For the parts that need to be straight-up text, keep in mind:
- If an employee will use a procedure to follow a policy, write it in the order it should be executed, when applicable.
- If a procedure can be followed in any order, use design elements or alphabetical order to make it easier to find specific actions at a later date.
- Include necessary forms, guides, or other resources employees will need to follow the procedure. If you’re distributing your policies digitally, it should be easy to link to any of these documents stored in the cloud.
Once your procedures are written, take another look to remove excess text. Can something be replaced with an image or an infographic? You can always flag content and ask your designer for suggestions later. The more visually engaging your handbook is, the more likely it is that employees will read and remember it.
Things to Remember
An employee’s job is not guaranteed by simply following your company’s basic rules and regulations. Your standards should be higher and, because of that, your collective policies and/or employee handbook are not a contract. This is especially important in at-will employment states.

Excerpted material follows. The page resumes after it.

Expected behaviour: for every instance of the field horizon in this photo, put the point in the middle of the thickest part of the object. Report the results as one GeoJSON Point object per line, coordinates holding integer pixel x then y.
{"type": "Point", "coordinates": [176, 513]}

At some point in your handbook, you should say this plainly. Don’t lead with this, though, because it can throw off the feel-good vibes created when you start with engaging culture content like your mission, vision, and values. Feel free to title the disclaimer in a non-threatening way (such as “about this handbook”) at the end.
Something like this will suffice*:
This handbook is designed to familiarize you with our company and provide you with information about our brand, policies, guidelines, and programs, all of which affect your life here at Acme Incorporated. Please keep in mind that it is not intended to be 100% comprehensive, and it is not meant to address every application of, or exception to, the general policies and procedures described. If you have any questions about any topic covered within, please contact your manager or the people department.
This handbook is not a contract for employment, express or implied, and it does not guarantee any fixed terms and conditions of your employment. Your employment is at-will, and you or we are free to end the employment relationship at any time, with or without cause and without prior notice.
Last, the policies, procedures, and benefits described within may be altered or discontinued from time to time. Although we will try to communicate changes with you when they occur, a policy may be changed or eliminated without notice.
*Consult with your legal counsel, we are not lawyers and this is not legal advice.
Content Not to Include
Since your employee handbook should not be confused with a contract, you’ll want to keep some content separate from your handbook. Don’t include any policy or content that could unintentionally turn your handbook into something a judge or jury could confuse for a contract.
You also want to exclude any content that’s usually customized on a per-employee basis.
- Non-compete or confidentiality agreements
- NDAs (Non Disclosure Agreements)
- Trade secret, inventions, or IP agreements
You want to make sure that you’re not creating a contract for employment with your handbook, especially if you’re in an at-will employment state.